I know. I know. I graduated from high school eleven years ago, but the class I should’ve been with graduated a year later (credits transferred well and I took some college classes during the summers.  It was more a matter of motivation than intelligence, so don’t think I’m attempting to prove some sort of intellectual superiority…I’ll do that some other way…it was a joke. Lighten up). 

I got the invitation from my parents the week before.  It had been forwarded to their address since it had my maiden name on the postcard and they brought it to me at church.  I’d been looking forward to it all week and (confession) bought a new pair of white capris to wear for the event.  The class page on a social networking site was listed on the invite.  I went to it and checked out some of the people’s profiles and found that many people were doing cool things and many people were living from one bottle to the next.  I think that’s pretty much what you find on those sites, total desperation or near perfection, not because those things are true, but simply because the less intelligent people think partying equals awesomeness and the smarter people know to hide the stuff that’s ugly.  Anyway, I poked around and found myself wanting to go to the reunion, for sure excited about the elementary school one.

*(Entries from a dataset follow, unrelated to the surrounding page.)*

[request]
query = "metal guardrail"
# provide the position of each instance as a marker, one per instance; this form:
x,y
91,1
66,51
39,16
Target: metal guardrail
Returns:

When we walked up, it was a bit surreal.  Here were a group of people whose stories’ beginnings feature many of the same high notes and some of the same low ones as mine.  We all used to sit together, face forward and recite our times tables.  There was the kid I convinced to drink paint water.  The girl with whom I made prank calls to day-cares in fourth grade. The girl whose mother made the best ice cream cone cake things.  The boy who was kind of stinky. The boy who everyone had a crush on.  The boy who used to use paper as a fake tooth.  The girl who kept us all together. And it was so great to hear how they are all doing, so great to meet their spouses and their children, so great to hear about the good.  And for a moment, the world just seemed easier again, like it did when we played on the bridge and staged sit ins on the soccer field and measured how awesome we were by how long we could hang upside down. 

As we walked back toward our car, I wished again that I could go to the high school reunion later that night, but now that I think about it, I’m glad I didn’t.  It was like all class reunions, I’m sure…in a bar and no doubt there was drama. I didn’t want any of that.  All of that is why I thought getting out of there early was a good idea.  I’m glad I did.  I wouldn’t change a thing.  

One Comment

  1. Why do I have sympathy for the stinky kid? Or is it really empathy?